Trouble with the Curve

Clint Eastwood is a man who has earned the right to do what he wants. Having starred in movies like Dirty Harry, A Fistful of Dollars, and The Good, The Bad, and the Ugly, his acting career in Hollywood spans more than 50 years and is replete with more iconic characters than most actors could ever hope to play.  He has also directed more than 30 feature films as well as several episodes of TV shows, and despite his recent oddball speech at the Republican National Convention he commands respect among his peers like virtually no one else.  After 2008’s Gran Torino Eastwood decided to trade his acting chops for a director’s chair, making movies like Invictus and J Edgar.  But recently, because Clint Eastwood does what Clint Eastwood wants, he took another turn in front of the camera for the baseball movie Trouble with the Curve. While the film is certainly not going to win awards for originality it is an enjoyable and well-told tale of family, friendship, and what happens when time simply passes one by.

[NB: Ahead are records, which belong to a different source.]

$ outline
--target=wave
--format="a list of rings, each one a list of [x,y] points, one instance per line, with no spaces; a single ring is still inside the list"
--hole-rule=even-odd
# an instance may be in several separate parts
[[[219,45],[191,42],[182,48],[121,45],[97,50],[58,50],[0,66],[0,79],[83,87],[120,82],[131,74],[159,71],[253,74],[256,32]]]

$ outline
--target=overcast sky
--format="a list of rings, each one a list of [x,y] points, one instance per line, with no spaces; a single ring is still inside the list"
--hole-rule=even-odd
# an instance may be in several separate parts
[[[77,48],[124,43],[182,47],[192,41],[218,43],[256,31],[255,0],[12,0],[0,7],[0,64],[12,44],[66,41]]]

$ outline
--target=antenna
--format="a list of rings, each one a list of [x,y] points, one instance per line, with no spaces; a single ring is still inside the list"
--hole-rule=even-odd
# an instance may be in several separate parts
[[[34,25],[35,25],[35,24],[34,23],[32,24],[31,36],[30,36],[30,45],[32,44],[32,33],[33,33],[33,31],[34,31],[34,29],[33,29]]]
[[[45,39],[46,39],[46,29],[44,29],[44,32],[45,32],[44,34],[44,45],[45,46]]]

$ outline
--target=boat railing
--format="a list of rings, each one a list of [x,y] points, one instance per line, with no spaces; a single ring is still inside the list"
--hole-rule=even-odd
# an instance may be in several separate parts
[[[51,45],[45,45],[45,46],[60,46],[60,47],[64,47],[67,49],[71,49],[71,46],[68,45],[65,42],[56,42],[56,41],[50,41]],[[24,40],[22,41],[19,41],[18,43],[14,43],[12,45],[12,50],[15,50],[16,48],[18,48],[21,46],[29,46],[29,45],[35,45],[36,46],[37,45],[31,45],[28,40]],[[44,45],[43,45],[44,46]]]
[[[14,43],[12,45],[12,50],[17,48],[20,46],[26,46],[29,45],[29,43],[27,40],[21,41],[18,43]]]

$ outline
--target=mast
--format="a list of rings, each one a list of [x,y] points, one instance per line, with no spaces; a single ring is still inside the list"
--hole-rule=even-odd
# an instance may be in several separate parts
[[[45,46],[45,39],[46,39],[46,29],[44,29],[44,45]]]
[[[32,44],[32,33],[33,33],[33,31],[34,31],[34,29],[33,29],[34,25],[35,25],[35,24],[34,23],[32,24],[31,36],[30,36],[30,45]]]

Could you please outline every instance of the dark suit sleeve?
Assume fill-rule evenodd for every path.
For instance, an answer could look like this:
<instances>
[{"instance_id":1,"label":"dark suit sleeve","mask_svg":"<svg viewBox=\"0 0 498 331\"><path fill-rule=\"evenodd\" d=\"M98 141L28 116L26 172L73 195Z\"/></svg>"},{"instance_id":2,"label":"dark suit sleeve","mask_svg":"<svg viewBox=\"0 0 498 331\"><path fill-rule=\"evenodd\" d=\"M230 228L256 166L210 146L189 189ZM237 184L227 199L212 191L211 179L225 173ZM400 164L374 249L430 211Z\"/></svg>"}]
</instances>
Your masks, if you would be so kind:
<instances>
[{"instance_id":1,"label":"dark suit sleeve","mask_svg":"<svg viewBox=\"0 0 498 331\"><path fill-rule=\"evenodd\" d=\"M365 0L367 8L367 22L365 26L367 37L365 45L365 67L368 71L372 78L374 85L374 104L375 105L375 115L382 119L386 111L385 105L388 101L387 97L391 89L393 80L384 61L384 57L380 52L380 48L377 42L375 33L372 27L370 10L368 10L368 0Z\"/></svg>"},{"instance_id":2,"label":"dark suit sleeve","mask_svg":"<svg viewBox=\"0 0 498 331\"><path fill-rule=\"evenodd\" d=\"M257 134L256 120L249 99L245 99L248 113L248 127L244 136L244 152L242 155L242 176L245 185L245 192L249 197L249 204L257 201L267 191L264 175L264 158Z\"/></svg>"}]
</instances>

Eastwood plays Gus Lobel, a scout for the Atlanta Braves who knows baseball backwards and forwards but couldn’t fix a broken relationship if he had instructions that were written in crayon. The ever-charming Amy Adams is daughter Mickey (named after the great Yankees switch hitter) is a workaholic lawyer (is there any other kind in Hollywood movies?) who can’t find time in her life for anything resembling a relationship, thus her interactions with dear ol’ dad are relegated to the occasional dinner at a local pub while checking text messages on her blackberry.  Gus is so old that his ancient art of baseball scouting has been all but replaced by soulless computers, and has long since given up trying to have a real relationship with Mickey. And then there’s Johnny (Justin Tiberlake, basically playing himself), the plucky upstart scout from the Red Sox who follows Gus around as they scour high school games for up-and-coming talent. Ticking off other boxes on the character checklist are Pete Klein (John Goodman), Gus’s old friend who has been with him in the baseball business through thick and thin, and Philip Sanderson (Matthew Lillard), the young upstart Braves scout  who finds players based on spreadsheet data, not gut instinct.  Gus mouns the fact that the great game of baseball has changed, and young punks like Sanderson only see numbers and not real players.  Mickey is this close to making partner at her law firm, but might lose it all thanks to a conniving coworker who also wants the open spot. And Johnny just wants to be the best gosh-darned baseball scout he can be, and maybe score a date with Mickey while he’s at it.

So what’s Clint Eastwood doing in a by-the-numbers dramadey like this? Who cares! Trouble with the Curve is as predictable as they come, but Eastwood’s grizzled old man is second to none–particulary when paired with Adams’ pitch-perfect sweetness.  We’re not so much watching a movie as we are enjoying some solid performances from a few great actors. It’s fun to watch because Eastwood is so pitch-perfect for his role–who else could get a theater full of people to laugh with a line like “Get out of here before I have a heart attack trying to kill you!” as he threatens a bar patron who won’t take no for an answer after striking out with Mickey.  Adams does her best to portray a stressed-out lawyer trying to reconnect with her dad, but she’s not fooling anyone: this is the same girl sang her way into audience hearts as the gleefully innocent Gisele in Disney’s gem Enchanted.  Timberlake…well, no one is ever going to watch him in a movie for his acting chops but he’s clearly enjoying the role and having fun playing the third wheel to Gus and Mickey.  There’s no surprises here, and no cheap deaths for the sake of baiting the Academy.  What you expect is what you get, and when you want two hours of solid if not-exactly-groundbreaking entertainment, you could do a lot worse than this movie.